In the meantime, our relations with Great Britain became every day more dubious. While striving, in every honorable manner, to come to terms of reconciliation, President Madison was making rapid preparations for war. The people of the United States, deprived by the non-intercourse act of the cheap productions of England, began to turn their attention and capital to domestic manufactures. At length the American Government demanded peremptorily, that the restrictions of Great Britain and France on our commerce should be abrogated; war being the alternative of a refusal. The French emperor gave satisfactory assurances that the Berlin decree should be withdrawn. The English government hesitated, equivocated, and showed evident disinclination to take any decided step.

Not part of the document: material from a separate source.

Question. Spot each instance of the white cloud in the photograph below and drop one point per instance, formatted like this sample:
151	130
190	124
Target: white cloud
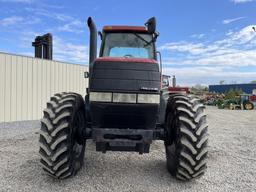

"In this doubtful state of connexion between America and England, an accidental collision took place between vessels of the respective countries, tending much to inflame and widen the existing differences. An English sloop-of-war, the Little Belt, commanded by Capt. Bingham, descried a ship off the American coast, and made sail to come up with it; but finding it a frigate, and dubious of its nation, he retired. The other, which proved to be American, the President, under Capt. Rogers, pursued in turn. Both captains hailed nearly together; and both, instead of replying, hailed again; and from words, as it were, came to blows, without explanation. Capt. Bingham lost upwards of thirty men, and his ship suffered severely. A Court of Inquiry was ordered on the conduct of Capt. Rogers, which decided that it had been satisfactorily proved to the court, that Capt. Rogers hailed the Little Belt first, that his hail was not satisfactorily answered, that the Little Belt fired the first gun, and that it was without previous provocation or justifiable cause." [Footnote: Lives of the Presidents.]